I suppose "drop dead" is too strong?

On September 11, 2001, I was the senior pediatric resident covering the inpatient floor at Bellevue Hospital in New York City.

I don't think I set foot on the inpatient unit that day. Like just about everyone else that could possibly be spared, I spent the day in the emergency department.

We ended up ridiculously overstaffed. People either made it out of the towers relatively unscathed, or they didn't get out at all. I volunteered to stay overnight in the ED, waiting for patients that never came.

Those few patients I did see were fire fighters, mainly to get dust and grime washed out of their eyes. The ones I remember best were from Long Island. They couldn't find one of their own, and the memory of their relief in finding him over on the pediatric side (where he had been sent when they ran out of room on the adult side) still makes me emotional.

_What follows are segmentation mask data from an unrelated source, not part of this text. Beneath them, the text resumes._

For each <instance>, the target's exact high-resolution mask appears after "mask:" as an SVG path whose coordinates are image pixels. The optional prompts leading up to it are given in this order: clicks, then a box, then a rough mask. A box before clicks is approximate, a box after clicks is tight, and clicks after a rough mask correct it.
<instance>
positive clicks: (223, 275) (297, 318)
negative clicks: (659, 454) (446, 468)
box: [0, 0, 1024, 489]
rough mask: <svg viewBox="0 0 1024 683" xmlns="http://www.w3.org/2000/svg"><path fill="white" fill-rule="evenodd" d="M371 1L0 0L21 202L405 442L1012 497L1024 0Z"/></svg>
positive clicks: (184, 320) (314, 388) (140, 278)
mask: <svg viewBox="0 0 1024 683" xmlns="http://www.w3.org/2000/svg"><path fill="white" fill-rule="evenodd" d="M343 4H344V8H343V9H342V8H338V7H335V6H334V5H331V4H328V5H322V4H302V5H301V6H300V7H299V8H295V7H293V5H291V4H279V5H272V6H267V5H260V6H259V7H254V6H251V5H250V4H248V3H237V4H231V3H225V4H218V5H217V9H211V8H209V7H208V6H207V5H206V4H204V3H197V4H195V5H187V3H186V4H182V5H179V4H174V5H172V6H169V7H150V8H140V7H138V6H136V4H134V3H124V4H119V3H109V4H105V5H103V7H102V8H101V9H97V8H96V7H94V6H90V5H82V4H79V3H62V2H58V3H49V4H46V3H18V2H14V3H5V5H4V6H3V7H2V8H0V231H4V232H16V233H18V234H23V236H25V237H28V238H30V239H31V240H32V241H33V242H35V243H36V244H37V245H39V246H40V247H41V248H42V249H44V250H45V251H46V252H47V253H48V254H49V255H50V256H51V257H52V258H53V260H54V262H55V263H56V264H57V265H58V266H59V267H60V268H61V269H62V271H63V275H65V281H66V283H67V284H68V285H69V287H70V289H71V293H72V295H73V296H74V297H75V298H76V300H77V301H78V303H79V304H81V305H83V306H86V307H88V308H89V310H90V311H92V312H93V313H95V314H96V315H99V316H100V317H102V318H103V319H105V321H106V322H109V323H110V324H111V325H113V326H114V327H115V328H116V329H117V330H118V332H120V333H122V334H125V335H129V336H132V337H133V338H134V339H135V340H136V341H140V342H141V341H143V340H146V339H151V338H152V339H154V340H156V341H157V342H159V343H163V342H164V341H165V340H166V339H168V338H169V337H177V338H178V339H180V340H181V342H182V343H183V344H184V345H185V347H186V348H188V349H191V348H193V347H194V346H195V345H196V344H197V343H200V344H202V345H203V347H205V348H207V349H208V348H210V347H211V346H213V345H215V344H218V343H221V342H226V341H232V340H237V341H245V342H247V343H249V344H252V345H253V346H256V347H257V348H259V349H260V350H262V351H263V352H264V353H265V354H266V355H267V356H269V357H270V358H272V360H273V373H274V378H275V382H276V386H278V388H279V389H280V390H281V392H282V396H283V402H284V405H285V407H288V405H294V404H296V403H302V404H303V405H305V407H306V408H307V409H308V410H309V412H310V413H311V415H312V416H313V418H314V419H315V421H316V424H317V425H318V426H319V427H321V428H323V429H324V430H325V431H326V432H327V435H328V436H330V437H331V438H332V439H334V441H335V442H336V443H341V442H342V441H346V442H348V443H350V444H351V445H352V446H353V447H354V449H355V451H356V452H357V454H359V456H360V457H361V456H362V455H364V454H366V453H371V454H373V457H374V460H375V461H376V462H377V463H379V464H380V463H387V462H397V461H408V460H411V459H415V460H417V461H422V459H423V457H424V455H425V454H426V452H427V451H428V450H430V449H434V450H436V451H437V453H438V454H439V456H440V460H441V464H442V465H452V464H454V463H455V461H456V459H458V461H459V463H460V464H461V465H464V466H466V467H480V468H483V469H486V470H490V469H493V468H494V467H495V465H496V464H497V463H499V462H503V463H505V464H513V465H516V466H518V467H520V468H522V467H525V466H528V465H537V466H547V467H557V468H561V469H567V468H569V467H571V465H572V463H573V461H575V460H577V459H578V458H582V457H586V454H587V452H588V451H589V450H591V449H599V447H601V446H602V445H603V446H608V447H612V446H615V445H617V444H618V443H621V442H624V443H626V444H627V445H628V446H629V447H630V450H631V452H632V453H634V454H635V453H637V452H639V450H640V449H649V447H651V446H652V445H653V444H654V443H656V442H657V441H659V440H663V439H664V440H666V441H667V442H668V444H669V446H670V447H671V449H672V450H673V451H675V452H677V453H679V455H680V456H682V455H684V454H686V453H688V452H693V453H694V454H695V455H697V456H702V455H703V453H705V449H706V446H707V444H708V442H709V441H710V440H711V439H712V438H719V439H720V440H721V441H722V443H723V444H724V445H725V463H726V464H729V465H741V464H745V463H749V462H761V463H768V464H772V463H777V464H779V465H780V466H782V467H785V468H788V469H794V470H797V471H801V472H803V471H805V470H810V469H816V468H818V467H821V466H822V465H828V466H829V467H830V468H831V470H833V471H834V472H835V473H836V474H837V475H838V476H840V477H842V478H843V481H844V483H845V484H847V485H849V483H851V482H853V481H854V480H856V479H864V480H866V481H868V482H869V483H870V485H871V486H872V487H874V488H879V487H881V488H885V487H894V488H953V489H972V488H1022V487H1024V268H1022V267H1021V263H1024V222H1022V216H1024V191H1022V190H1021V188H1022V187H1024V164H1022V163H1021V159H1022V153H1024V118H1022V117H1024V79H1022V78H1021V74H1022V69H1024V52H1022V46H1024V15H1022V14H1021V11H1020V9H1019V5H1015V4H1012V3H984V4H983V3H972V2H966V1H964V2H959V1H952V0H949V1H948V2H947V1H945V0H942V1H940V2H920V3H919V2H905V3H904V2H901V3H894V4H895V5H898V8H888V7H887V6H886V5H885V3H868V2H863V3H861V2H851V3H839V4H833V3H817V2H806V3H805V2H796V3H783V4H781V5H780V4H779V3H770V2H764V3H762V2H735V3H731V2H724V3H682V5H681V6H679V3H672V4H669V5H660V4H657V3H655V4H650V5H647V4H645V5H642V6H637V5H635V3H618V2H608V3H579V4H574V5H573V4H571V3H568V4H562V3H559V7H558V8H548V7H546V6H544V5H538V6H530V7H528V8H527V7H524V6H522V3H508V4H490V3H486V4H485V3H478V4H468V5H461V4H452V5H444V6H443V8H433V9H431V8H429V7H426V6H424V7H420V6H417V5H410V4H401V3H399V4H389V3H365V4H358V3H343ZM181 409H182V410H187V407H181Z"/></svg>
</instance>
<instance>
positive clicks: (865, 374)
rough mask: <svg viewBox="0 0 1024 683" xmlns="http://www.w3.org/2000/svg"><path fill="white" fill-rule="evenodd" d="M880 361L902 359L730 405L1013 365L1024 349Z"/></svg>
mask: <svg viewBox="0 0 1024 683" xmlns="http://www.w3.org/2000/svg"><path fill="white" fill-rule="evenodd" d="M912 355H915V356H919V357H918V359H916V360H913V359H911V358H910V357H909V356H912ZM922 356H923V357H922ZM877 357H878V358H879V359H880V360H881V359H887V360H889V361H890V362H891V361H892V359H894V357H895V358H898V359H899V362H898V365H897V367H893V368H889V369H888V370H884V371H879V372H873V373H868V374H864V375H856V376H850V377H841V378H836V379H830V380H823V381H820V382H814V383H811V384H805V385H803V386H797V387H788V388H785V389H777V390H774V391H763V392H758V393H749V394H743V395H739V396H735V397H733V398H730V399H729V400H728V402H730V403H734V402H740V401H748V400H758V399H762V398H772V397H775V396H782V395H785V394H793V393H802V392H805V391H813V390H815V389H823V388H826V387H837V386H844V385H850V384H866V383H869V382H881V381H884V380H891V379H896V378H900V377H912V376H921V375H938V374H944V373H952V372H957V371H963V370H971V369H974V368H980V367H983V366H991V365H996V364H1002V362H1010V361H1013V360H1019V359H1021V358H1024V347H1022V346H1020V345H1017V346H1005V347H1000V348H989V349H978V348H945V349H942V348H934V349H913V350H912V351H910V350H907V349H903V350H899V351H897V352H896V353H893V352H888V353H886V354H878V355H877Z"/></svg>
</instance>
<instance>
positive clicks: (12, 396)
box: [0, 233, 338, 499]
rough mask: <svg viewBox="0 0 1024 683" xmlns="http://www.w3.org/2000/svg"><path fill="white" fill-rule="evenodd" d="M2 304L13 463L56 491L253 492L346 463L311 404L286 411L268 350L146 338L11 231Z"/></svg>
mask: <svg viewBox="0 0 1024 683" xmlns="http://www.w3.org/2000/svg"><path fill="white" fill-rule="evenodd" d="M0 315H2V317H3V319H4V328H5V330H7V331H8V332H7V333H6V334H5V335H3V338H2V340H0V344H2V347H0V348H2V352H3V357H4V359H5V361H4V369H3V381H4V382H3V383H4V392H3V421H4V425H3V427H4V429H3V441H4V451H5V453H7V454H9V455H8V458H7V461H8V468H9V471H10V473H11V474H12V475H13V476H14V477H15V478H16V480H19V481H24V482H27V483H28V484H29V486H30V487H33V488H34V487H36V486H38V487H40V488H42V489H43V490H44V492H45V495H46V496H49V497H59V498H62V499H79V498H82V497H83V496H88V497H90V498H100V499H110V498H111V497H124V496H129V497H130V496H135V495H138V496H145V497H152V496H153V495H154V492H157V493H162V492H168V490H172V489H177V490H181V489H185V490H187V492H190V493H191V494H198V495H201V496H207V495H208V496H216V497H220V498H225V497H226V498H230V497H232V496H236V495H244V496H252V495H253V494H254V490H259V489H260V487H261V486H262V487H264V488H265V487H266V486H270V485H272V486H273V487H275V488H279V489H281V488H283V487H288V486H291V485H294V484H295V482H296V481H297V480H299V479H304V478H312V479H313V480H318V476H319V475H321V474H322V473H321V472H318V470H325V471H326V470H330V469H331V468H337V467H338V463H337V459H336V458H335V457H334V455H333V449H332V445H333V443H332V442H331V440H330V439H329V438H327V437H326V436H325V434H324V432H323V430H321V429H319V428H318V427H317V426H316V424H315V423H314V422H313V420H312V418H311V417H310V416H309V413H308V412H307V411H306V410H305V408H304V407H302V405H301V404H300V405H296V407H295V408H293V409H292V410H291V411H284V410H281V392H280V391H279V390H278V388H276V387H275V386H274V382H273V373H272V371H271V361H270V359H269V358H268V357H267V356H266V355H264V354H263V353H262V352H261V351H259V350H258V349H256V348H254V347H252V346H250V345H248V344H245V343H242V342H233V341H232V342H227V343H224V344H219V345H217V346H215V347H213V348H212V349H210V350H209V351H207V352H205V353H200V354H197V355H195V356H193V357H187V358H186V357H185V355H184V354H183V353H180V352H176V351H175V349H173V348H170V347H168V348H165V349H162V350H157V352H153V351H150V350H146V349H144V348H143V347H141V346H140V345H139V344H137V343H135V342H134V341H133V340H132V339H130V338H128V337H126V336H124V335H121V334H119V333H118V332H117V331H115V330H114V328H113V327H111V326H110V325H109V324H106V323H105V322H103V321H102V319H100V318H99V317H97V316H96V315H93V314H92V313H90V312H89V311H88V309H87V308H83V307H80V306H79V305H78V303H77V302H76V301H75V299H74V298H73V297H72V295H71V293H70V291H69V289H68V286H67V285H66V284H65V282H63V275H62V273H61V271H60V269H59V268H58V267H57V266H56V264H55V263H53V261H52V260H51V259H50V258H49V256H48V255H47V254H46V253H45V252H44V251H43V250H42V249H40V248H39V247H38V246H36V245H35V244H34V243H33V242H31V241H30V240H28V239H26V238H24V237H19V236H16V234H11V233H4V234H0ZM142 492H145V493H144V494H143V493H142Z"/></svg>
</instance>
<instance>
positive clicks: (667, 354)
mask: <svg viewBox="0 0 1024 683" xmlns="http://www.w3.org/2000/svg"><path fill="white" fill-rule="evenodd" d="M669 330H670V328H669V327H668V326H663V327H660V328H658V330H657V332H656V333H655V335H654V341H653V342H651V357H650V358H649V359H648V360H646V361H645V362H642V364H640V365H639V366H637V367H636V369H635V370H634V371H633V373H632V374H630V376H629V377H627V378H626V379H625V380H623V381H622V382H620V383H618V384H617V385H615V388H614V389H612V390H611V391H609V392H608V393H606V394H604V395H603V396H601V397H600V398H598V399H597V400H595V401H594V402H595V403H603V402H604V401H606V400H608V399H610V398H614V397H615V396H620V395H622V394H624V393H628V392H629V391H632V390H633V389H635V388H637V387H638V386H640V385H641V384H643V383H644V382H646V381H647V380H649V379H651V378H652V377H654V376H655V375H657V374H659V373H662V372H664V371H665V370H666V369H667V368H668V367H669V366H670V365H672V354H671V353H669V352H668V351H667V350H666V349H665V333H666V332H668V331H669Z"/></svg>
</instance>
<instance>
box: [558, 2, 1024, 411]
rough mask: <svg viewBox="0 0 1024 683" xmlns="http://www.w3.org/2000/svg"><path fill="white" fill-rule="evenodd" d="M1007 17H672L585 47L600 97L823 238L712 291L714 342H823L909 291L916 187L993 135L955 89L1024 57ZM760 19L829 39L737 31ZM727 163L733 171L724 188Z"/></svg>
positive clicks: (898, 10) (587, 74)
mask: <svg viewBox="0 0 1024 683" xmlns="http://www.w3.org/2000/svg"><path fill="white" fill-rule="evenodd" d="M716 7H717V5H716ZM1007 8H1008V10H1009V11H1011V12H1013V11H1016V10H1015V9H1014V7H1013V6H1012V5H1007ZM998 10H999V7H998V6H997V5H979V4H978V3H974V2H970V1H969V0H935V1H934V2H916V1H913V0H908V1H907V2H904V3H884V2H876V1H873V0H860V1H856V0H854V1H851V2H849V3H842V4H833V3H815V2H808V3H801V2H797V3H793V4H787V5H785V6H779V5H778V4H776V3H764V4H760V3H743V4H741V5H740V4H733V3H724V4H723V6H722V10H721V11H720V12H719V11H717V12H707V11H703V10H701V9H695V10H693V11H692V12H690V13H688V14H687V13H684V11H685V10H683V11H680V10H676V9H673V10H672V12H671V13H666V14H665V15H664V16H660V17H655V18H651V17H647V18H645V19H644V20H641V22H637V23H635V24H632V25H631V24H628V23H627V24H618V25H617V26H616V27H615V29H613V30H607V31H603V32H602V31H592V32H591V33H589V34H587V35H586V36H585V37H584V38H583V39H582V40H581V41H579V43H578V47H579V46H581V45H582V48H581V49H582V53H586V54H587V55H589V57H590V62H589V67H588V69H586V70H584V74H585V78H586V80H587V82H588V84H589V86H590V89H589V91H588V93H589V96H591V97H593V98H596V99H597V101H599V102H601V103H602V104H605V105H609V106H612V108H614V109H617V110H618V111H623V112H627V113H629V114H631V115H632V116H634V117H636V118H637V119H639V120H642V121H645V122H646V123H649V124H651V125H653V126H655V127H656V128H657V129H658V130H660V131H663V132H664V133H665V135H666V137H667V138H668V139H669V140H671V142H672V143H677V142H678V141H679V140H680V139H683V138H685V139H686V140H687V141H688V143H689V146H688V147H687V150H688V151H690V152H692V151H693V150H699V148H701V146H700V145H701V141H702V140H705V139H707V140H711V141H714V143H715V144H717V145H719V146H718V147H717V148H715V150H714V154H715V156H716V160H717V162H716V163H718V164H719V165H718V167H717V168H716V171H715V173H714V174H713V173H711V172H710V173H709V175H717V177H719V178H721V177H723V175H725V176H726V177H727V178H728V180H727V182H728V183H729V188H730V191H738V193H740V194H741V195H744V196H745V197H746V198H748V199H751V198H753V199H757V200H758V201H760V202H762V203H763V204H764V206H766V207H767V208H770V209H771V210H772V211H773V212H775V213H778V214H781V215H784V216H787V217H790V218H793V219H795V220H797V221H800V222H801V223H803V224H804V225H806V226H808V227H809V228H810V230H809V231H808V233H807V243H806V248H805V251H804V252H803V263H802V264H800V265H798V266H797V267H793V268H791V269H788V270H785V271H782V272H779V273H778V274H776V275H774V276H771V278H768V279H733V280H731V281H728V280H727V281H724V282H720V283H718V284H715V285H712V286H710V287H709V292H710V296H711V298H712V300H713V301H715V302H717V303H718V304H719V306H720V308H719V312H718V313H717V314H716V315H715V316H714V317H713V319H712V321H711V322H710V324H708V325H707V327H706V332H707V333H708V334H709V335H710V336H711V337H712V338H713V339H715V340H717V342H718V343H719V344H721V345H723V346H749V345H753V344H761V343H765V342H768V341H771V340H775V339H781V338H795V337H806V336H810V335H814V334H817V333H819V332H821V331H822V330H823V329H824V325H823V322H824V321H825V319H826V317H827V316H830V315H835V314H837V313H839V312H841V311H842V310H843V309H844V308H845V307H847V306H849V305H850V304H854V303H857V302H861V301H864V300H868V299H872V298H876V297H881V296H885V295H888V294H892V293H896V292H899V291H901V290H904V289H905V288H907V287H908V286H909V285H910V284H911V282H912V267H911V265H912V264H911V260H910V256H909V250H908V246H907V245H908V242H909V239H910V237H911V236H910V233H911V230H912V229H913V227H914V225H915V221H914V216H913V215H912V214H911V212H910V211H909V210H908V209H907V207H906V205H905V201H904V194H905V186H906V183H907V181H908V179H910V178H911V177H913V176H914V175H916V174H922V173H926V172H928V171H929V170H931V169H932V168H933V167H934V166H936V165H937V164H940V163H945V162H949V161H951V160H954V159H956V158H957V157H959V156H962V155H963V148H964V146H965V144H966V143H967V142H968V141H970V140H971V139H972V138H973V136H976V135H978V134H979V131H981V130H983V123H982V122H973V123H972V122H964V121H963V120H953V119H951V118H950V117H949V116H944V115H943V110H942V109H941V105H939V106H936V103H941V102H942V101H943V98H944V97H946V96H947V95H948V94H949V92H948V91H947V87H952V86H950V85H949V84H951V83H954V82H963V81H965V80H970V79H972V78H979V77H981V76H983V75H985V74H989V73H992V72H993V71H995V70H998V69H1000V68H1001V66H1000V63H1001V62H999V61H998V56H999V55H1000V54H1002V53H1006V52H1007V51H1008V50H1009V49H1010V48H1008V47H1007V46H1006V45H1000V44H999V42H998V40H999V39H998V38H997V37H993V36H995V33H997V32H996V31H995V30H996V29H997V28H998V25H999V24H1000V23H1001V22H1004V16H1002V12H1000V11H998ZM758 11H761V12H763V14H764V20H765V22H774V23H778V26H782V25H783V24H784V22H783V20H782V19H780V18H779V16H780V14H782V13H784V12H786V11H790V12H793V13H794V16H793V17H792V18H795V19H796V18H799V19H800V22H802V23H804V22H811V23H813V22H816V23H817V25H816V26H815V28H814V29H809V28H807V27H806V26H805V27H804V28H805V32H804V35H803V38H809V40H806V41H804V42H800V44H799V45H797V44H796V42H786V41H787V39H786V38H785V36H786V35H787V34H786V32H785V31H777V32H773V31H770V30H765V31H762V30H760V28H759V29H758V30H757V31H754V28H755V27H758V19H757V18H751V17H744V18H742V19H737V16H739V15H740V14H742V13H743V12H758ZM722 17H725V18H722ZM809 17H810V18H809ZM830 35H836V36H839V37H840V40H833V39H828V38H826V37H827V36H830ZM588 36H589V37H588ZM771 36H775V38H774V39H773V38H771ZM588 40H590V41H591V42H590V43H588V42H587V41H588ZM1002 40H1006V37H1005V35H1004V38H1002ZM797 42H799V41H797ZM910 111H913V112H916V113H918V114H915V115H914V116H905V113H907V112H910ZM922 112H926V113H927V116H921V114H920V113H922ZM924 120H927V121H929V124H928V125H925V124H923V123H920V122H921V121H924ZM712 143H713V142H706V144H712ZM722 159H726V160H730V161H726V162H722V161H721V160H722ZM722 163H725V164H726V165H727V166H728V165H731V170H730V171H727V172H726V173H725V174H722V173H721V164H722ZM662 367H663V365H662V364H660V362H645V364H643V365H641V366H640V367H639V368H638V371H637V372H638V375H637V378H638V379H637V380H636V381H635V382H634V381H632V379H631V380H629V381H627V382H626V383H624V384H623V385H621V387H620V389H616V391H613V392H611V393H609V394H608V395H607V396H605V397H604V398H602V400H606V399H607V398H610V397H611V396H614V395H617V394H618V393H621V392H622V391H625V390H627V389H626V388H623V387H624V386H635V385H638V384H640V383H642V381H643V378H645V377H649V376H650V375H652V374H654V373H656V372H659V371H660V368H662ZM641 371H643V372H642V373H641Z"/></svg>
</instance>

I never went to the wreckage at Ground Zero. They had more than enough volunteers with emergency medicine/trauma training, and so a pediatric resident didn't have much to offer. I was good friends with a lot of the residents in NYU's emergency medicine department, however, so I heard all about their experiences trying to look for survivors and care for the workers down there under collapsing buildings and among the rubble.

My obviously peripheral experiences of September 11 do not confer any particular moral authority to me. I, like most New Yorkers at the time, experienced the day in my own personal way, and I have my own memories and feelings. I did have the honor, however, of meeting and knowing a number of people who put themselves at risk trying to respond to the greatest single horror most of them had ever encountered (and, let's pray, ever would). They, along with many people like them, put themselves at risk for others in need. Many people did so at the cost of their lives, and others at the cost of their health.

It is a shameful and disgraceful moral failure of the gravest kind that apparently certain members of our government can't be bothered to find a way to pay for their health care.


  1. First, I'm glad people like you were there when it counted. I am grateful you were overstaffed.

    Second, I too am aghast at the abandonment of our obligation to care for these first responders and others injured in the 9-11 attacks.

    The problem, of course, is that we no longer have any money to pay for these moral obligations. It has been spent by the present and earlier Congressi. At the moment, the Doc Fix is being extended for one year (2011) by reducing money committed to funding HCR insurance reimbursements in 2014. The technical term for this is "kicking the can down the road." The backlog of moral obligations awaiting funding is apparently growing rapidly. I gently suggest that some of them will need to be rethought.

  2. Out of curiosity, Jon, if we were to discover that N.Korea or Iran were in the mist of building nuclear armaments would you also claim we have no money to try and stop them?

    There always seems to be enough money to kill and destroy, but never quite enough to heal and help.

  3. For existential threats, we must find a way. If we were to discover a large asteriod headed for impact in 2020, by Jove, we'd find the money. And yes, existential threats come mostly in the "we gotta break it before it breaks us" category.

    To your point, we have discovered that both Iran and NoKo are in the midst of building nukes, and we aren't doing all that much about it. I hope we were part of Stuxnet, but if we aren't, we need to be part of Son of Stuxnet (success be upon it).

  4. GJ, I agree that obligations must be appropriately prioritized. I would posit that paying for the health care of 9/11 first responders is a relatively inexpensive obligation, and one that deserves our commitment as a nation.